Peluang terjadinya curah hujan atau probabilitas presipitasi tercatat cukup dinamis. Pada siang hari, persentase kemungkinan hujan mencapai angka 45%. Memasuki malam hari, peluang turunnya hujan menurun menjadi 25%.
Suhu Udara, Kelembapan, dan Kecepatan Angin
Suhu di wilayah Bali berada pada rentang yang relatif hangat dengan tingkat kelembapan udara yang tinggi. Hal ini dapat memicu rasa gerah atau kurang nyaman bagi masyarakat yang beraktivitas di luar ruangan.
- Suhu Maksimum: 28°C
- Suhu Minimum: 22°C
- Kelembapan Udara: 81%
- Indeks UV: 4 (Kategori Sedang)
Pergerakan udara di sekitar wilayah pulau terpantau tenang. Angin bertiup dari arah tenggara (southeast) dengan kecepatan yang cukup rendah, yakni hanya 3 mil per jam (mph).

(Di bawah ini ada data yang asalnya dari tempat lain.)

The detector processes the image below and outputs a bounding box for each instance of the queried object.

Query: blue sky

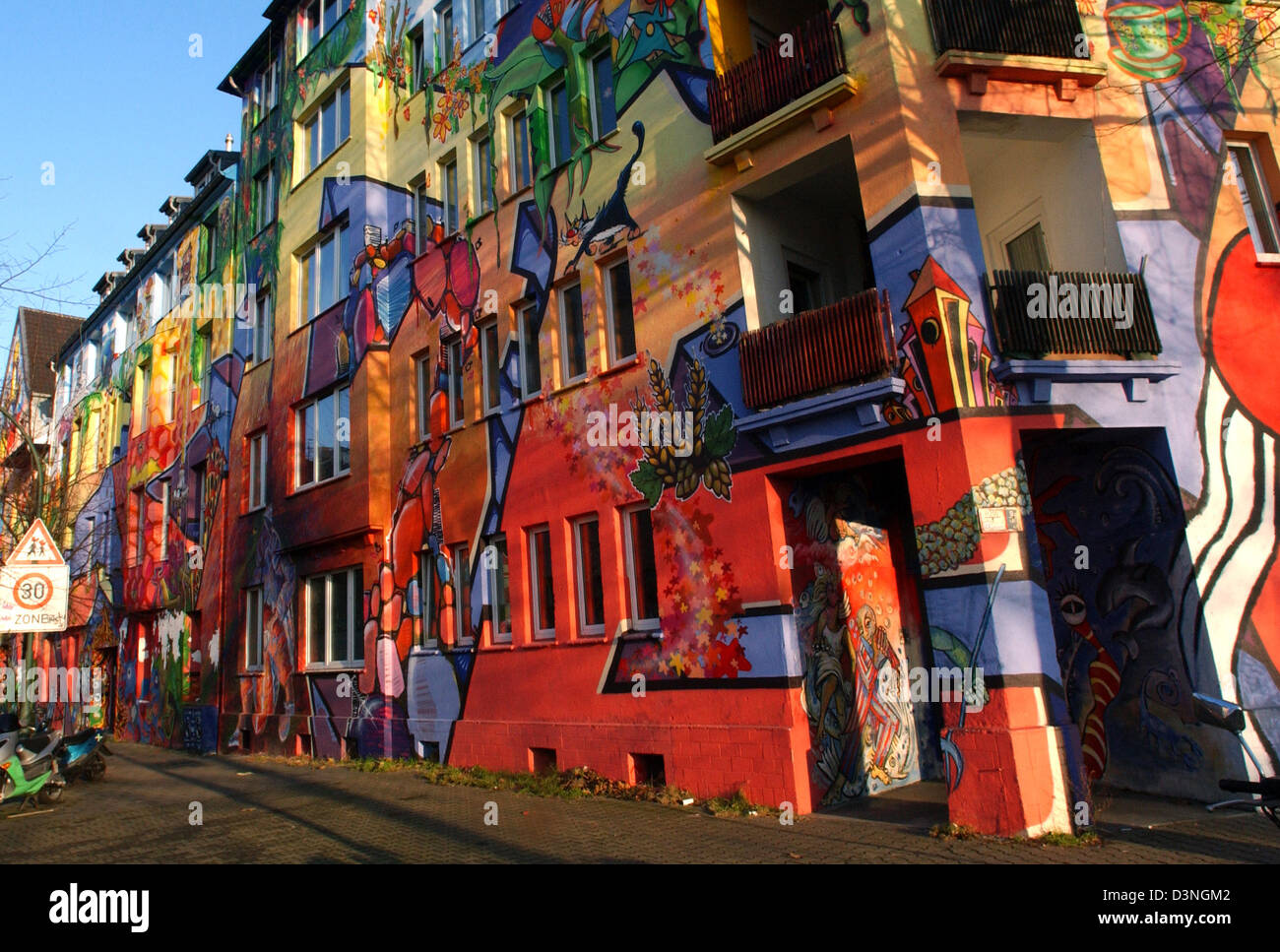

Imbauan Keselamatan dari BMKG
Sejalan dengan rilis grafis pemantauan cuaca, BMKG pusat juga memasukkan wilayah Provinsi Bali ke dalam status Waspada terhadap potensi dampak cuaca ekstrem berupa hujan dengan intensitas sedang hingga lebat untuk periode 21 hingga 22 Mei 2026.
Masyarakat diharapkan tetap berhati-hati terhadap dampak hidrometeorologi yang mungkin timbul akibat hujan petir, seperti genangan air sesaat di jalan raya, penurunan jarak pandang saat berkendara, hingga petir yang menyambar. Menyediakan payung atau jas hujan sebelum melakukan perjalanan luar ruangan pada siang hari sangat disarankan agar aktivitas tetap berjalan lancar.